3.6. Vaccination and Sanitary Measures

Thirteen percent (24/188) of the horses sampled in the study were vaccinated against
the EIV in the previous year, and 15.9% (n = 10) of the EIV-infected animals had been
vaccinated. When we analyzed the type of activity and vaccination status of the studied
animals, we found that those animals that required movement, such as shows, exhibitions,
competitions, and saddle types (136/188), did not have an updated vaccination schedule
for equine influenza at the time of sampling.

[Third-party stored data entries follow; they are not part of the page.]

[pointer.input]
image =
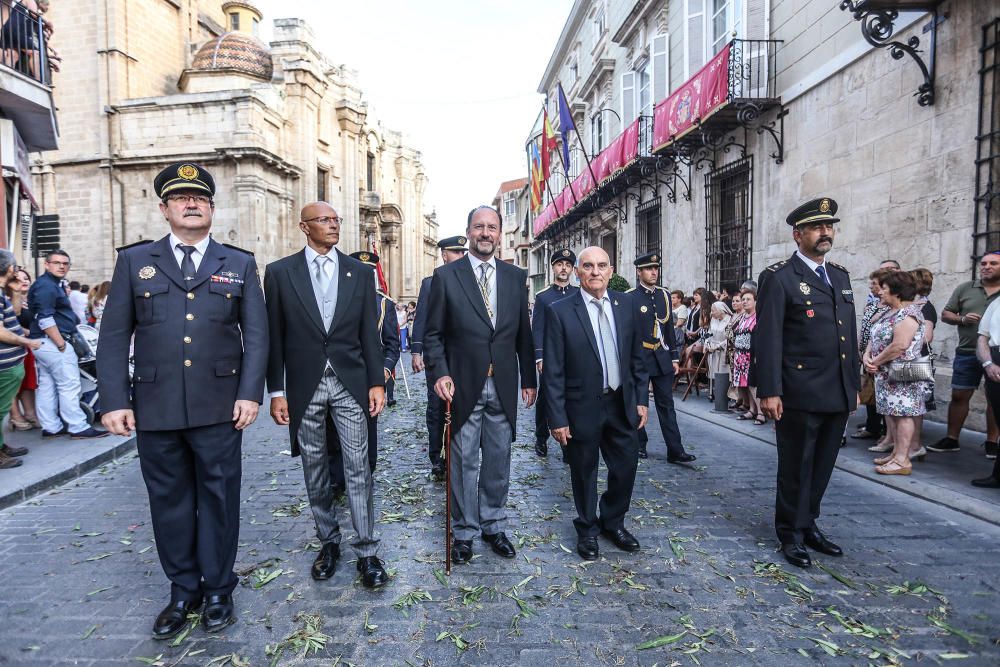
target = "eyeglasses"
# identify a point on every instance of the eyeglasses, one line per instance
(326, 220)
(200, 200)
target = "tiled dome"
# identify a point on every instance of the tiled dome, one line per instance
(235, 51)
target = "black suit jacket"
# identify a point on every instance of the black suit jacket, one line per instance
(461, 342)
(805, 345)
(300, 346)
(573, 374)
(199, 346)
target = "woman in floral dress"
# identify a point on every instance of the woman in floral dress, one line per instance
(899, 335)
(742, 341)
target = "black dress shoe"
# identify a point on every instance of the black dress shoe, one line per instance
(173, 618)
(815, 540)
(500, 544)
(219, 612)
(623, 539)
(461, 551)
(796, 554)
(587, 548)
(373, 574)
(326, 561)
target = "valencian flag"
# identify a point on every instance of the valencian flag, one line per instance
(548, 144)
(537, 184)
(383, 286)
(565, 126)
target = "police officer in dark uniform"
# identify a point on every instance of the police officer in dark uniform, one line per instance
(197, 312)
(562, 262)
(389, 332)
(655, 319)
(452, 248)
(806, 373)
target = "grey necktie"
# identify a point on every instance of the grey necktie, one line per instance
(187, 264)
(322, 279)
(606, 339)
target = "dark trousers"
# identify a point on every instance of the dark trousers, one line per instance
(435, 425)
(663, 397)
(336, 455)
(617, 442)
(808, 444)
(541, 424)
(193, 479)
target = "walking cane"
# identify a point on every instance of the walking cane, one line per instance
(405, 383)
(446, 455)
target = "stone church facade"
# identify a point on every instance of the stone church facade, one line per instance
(149, 82)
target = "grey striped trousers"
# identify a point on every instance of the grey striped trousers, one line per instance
(351, 423)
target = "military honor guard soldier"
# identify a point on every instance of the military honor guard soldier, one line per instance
(197, 313)
(597, 396)
(655, 319)
(388, 327)
(451, 248)
(562, 262)
(807, 373)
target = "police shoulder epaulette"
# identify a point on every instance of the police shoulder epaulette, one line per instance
(233, 247)
(133, 245)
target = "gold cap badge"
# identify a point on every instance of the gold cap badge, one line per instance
(188, 172)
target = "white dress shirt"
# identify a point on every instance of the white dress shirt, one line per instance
(199, 250)
(492, 279)
(588, 301)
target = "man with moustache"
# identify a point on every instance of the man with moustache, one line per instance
(196, 312)
(596, 383)
(326, 361)
(477, 325)
(807, 373)
(660, 353)
(452, 248)
(562, 266)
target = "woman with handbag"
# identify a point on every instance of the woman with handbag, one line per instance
(902, 375)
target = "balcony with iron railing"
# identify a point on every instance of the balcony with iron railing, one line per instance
(26, 76)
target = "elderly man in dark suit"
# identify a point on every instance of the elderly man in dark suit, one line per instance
(388, 327)
(478, 340)
(597, 398)
(325, 361)
(452, 248)
(197, 313)
(807, 373)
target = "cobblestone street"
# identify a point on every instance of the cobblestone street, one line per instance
(919, 582)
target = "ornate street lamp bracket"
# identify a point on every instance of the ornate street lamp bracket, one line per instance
(877, 26)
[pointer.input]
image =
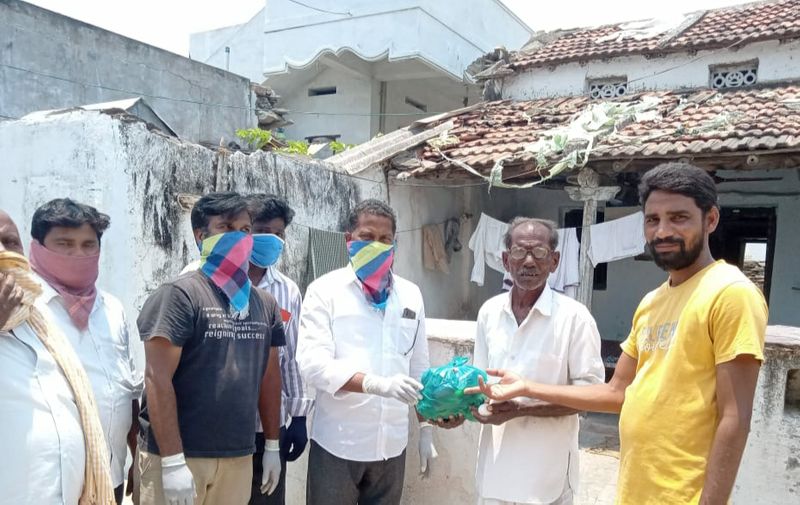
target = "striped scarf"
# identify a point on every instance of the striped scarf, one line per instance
(372, 263)
(225, 259)
(97, 486)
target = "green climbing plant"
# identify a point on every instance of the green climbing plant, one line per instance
(256, 138)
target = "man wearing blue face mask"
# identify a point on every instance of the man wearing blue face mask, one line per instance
(271, 216)
(212, 346)
(362, 346)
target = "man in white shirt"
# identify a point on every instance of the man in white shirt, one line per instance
(42, 437)
(65, 254)
(528, 449)
(363, 347)
(271, 216)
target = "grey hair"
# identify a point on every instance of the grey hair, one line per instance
(518, 221)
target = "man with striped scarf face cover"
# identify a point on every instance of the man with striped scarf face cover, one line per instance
(212, 345)
(362, 346)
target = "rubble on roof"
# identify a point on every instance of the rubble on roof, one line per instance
(268, 114)
(713, 29)
(676, 124)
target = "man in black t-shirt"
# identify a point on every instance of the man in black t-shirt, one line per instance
(211, 365)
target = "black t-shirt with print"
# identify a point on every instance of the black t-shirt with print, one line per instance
(222, 363)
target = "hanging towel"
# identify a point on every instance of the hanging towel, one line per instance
(434, 255)
(327, 251)
(617, 239)
(487, 247)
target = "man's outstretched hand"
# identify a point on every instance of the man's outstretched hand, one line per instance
(511, 385)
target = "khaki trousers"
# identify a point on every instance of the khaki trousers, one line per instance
(217, 481)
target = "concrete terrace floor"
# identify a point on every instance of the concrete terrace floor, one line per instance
(599, 443)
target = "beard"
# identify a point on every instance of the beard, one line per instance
(675, 260)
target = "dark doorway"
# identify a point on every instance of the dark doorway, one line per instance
(745, 237)
(574, 219)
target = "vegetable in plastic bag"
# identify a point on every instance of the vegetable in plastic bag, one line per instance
(443, 392)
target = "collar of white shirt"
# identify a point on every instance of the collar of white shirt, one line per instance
(544, 304)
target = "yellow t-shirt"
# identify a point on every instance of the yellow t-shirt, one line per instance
(669, 417)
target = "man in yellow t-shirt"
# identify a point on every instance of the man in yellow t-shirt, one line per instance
(685, 382)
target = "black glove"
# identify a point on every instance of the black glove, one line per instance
(295, 440)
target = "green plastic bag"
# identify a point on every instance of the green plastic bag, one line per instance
(443, 390)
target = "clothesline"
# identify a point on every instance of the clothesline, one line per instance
(610, 241)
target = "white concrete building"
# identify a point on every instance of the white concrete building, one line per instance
(348, 70)
(51, 61)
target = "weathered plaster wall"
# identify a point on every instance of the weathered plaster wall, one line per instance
(770, 471)
(136, 176)
(91, 65)
(776, 61)
(629, 280)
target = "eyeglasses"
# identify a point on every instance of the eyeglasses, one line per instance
(520, 253)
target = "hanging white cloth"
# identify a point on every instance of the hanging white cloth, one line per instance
(487, 246)
(617, 239)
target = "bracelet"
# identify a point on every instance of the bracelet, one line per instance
(174, 460)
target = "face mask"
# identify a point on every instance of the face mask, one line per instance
(267, 249)
(73, 277)
(225, 260)
(372, 264)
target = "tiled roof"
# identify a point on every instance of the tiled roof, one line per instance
(710, 30)
(690, 123)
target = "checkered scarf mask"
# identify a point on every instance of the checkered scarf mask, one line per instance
(225, 259)
(372, 263)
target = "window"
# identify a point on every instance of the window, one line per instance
(608, 87)
(417, 105)
(328, 90)
(792, 395)
(322, 139)
(733, 76)
(574, 219)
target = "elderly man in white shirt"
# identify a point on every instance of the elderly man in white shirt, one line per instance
(529, 450)
(65, 253)
(42, 438)
(362, 346)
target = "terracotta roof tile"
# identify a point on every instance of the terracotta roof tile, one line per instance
(714, 29)
(751, 119)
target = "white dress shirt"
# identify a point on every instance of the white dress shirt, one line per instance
(533, 459)
(287, 294)
(41, 438)
(341, 334)
(104, 350)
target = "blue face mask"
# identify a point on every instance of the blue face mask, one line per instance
(267, 249)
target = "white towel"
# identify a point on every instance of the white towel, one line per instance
(487, 247)
(617, 239)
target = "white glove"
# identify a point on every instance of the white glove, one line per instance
(399, 387)
(271, 467)
(177, 481)
(427, 452)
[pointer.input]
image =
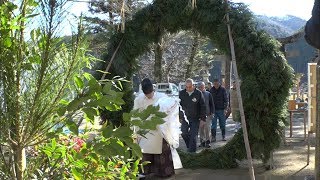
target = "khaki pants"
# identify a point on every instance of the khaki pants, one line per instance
(204, 129)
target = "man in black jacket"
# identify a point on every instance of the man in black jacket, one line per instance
(220, 99)
(192, 103)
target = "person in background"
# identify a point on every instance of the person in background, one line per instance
(220, 99)
(205, 126)
(192, 103)
(234, 103)
(209, 86)
(153, 146)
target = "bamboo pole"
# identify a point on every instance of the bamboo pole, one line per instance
(317, 154)
(243, 121)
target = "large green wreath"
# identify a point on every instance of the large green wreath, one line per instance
(265, 74)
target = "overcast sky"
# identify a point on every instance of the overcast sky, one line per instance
(299, 8)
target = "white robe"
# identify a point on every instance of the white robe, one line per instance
(152, 142)
(170, 130)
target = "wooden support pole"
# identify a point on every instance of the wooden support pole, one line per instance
(243, 121)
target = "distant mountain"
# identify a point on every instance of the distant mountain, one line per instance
(280, 26)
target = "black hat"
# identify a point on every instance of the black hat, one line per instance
(147, 86)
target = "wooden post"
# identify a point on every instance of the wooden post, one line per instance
(243, 121)
(317, 155)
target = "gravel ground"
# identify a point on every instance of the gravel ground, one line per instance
(290, 160)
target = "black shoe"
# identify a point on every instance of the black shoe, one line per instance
(213, 139)
(203, 144)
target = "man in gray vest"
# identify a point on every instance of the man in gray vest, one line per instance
(205, 125)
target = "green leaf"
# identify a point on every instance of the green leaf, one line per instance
(72, 126)
(122, 132)
(53, 143)
(63, 102)
(126, 117)
(107, 131)
(7, 42)
(90, 113)
(61, 110)
(107, 87)
(76, 174)
(79, 82)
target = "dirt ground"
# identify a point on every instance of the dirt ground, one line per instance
(290, 160)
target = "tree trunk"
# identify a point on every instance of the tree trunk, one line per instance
(194, 50)
(243, 120)
(228, 74)
(317, 155)
(158, 53)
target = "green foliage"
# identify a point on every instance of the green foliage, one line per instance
(109, 153)
(265, 74)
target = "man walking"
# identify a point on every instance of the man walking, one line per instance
(192, 103)
(205, 126)
(220, 99)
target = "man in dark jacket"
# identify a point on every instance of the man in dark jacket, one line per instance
(220, 99)
(192, 103)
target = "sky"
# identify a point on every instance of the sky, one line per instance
(299, 8)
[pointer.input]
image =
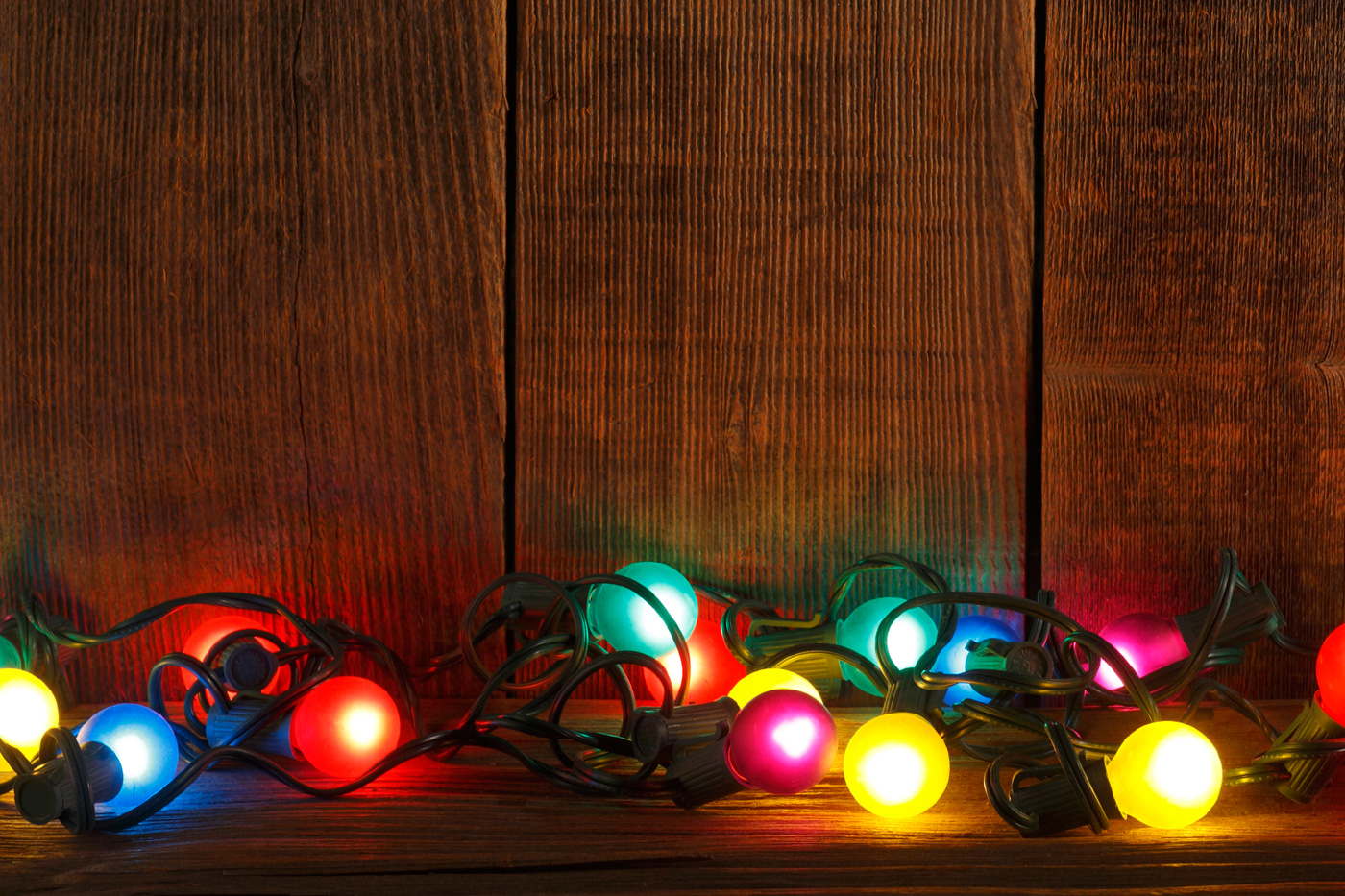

3.7. Other Sanitary Measures Evaluated

According to our survey, important preventive interventions were not applied in
most of the herds. No separation of healthy and sick equines was performed in most of
the patients (88.8%, 167/188), 33.1% of whom were positive (62/167). Furthermore, 89.4%
(168/188) of the horses were housed on properties where quarantine was not required for
new horse arrival.

3.8. Herd Variables and Disinfection and Health Management

Overall, sodium hypochlorite (bleach) was the most commonly used disinfectant
(27.1%, 51/188). Glutaraldehyde and hydrated lime were the disinfectants with the lowest
percentages, at 9.0% (17/188) and 3.2% (6/188), respectively (Table 4).

Table 4. Herd variables and health management.

Disinfection %
Sodium hypochlorite 27.1% (51/188)
Creolin 22.3% (42/188)
Do not disinfect 13.8% (26/188)
Detergent 12.8% (24/188)
Ammonium 10% 11.7% (22/188)
Glutaraldehyde 9.0% (17/188)
Lime 3.2% (6/188)
Do not disinfect 13.8% (26/188)
Detergent 12.8% (24/188)
Veterinary management %
On request if a problem occur 54.8% (103/188)
Permanent 45.2% (85/188)

3.9. Veterinary Care and Health Management

We found that 54.8% (n = 103/188) of the animals sampled were housed on properties
where they only received veterinary assistance if a problem arose. The remaining herds
received veterinary care full time. In terms of positivity, 65.1% (n = 41/63) of the positive
animals lived in herds without a full-time veterinarian.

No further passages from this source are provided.